How do premature withdrawals affect your Fixed Deposit interest rate?
As per the guidelines laid down by the RBI, in case of premature withdrawal, the interest rate paid would be till the date you have maintained the Fixed Deposit. This reduction in your Fixed Deposit interest rate is in addition to the premature withdrawal penalty.
While booking your bank Fixed Deposit, if the interest rate was 8% for a 5-year Term Deposit and 6.5% for a 2-year Term Deposit, then the applicable Fixed Deposit interest rate will be 6.5%. Add the premature withdrawal penalty amount to get your final amount.
Some banks also specify a minimum period of holding. If you withdraw your Fixed Deposit before the specified time frame, you earn no interest.
For Fixed Deposits held with NBFCs
NBFCs and corporates deduct higher penalties on pre-mature withdrawals.

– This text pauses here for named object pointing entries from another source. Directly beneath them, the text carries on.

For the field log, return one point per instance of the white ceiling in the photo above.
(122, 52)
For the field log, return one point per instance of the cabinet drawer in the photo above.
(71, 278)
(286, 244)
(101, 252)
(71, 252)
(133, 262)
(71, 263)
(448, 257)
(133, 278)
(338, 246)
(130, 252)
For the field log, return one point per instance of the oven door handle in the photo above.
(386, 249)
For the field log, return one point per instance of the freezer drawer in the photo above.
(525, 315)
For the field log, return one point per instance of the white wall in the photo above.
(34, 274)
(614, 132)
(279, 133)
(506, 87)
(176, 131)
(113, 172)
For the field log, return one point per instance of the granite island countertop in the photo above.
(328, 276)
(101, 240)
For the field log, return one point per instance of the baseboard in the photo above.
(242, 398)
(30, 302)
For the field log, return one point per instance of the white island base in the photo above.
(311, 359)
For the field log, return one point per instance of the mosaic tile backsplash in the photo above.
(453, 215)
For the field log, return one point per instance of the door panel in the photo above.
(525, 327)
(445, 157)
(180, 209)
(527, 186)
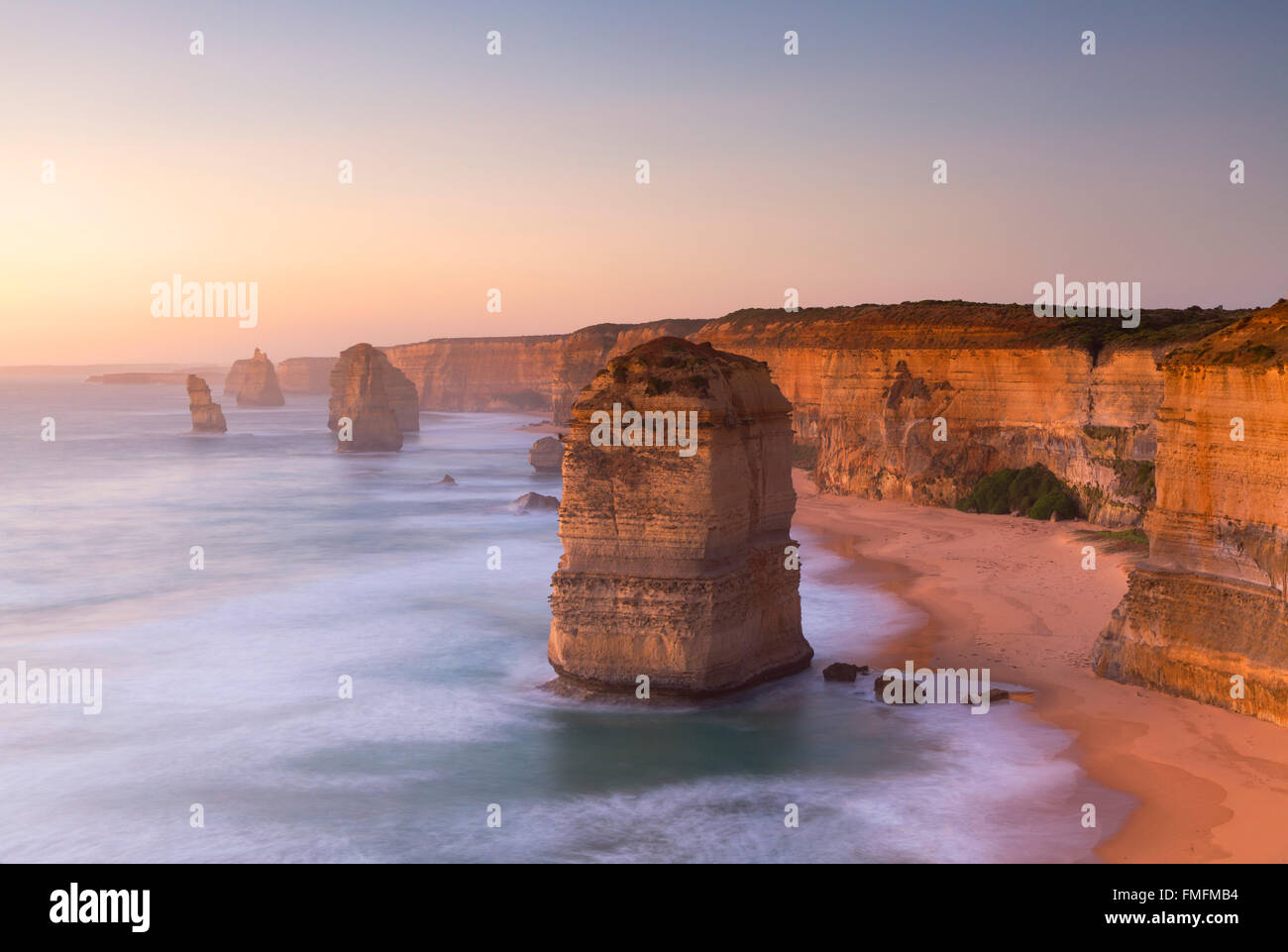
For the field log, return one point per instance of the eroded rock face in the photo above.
(399, 394)
(546, 455)
(254, 382)
(509, 373)
(360, 404)
(1210, 601)
(868, 384)
(206, 415)
(674, 558)
(868, 381)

- The RBI guidelines state that you will not receive even your invested amount if you wish to withdraw from your corporate fixed deposit in the first 3 months. The lock-in period is not applicable if the deposit holder has passed away.
- If you withdraw from your corporate deposit between 3-6 months of investing, you will not receive any interest on your fixed deposit.
- If you make a pre-mature withdrawal after 6 months of holding your corporate fixed deposit, you will receive an interest rate that is 2% lower than the actual deposit interest rate applicable to your holding term. If there’s no interest rate specified for that term, you receive an interest rate that is 3% lower than the minimum interest rate at which NBFCs accept public deposits.
Here are some options you can use to prevent premature withdrawals of your Fixed Deposits:
Using Fixed Deposit Sweep-in accounts
If you need money often, you can combine your savings/current account with your bank Fixed Deposit and create a Sweep Account. It is necessary to specify a threshold limit for a Sweep Account.
Suppose you specify your threshold limit as INR 25,000/-. Any amount over this threshold in your Savings Account gets transferred to your Fixed Deposit. The amount transferred to the Fixed Deposit earns the Fixed Deposit interest.
Taking a loan against your Fixed Deposit
You can take a loan against your HDFC Fixed Deposit for up to 90% of your principal amount. The interest rates on Loan against Fixed Deposits are lower as your Fixed Deposit acts as a collateral. However, your loan tenure cannot be longer than the term of your Fixed Deposit.
Also, you will continue to receive interest on the remaining amount since you still maintain the Fixed Deposit.
Note that some NBFCs are not allowed to offer loans against Fixed Deposits. So, do read through the Fixed Deposit Scheme’s terms and conditions properly before you invest.
Using a Ladder Investment Strategy
A Ladder Investment Strategy is set up by varying the dates of maturity of your Fixed Deposits. If one Fixed Deposit matures in a year, another one can mature after 3 or 5 years. This strategy will provide you with liquidity. When your Fixed Deposits with shorter terms mature, you can either reinvest in the same or choose another investment.
These alternatives can help you avoid paying pre-mature withdrawal penalties. Besides, you will also receive your entire Fixed Deposit interest amount.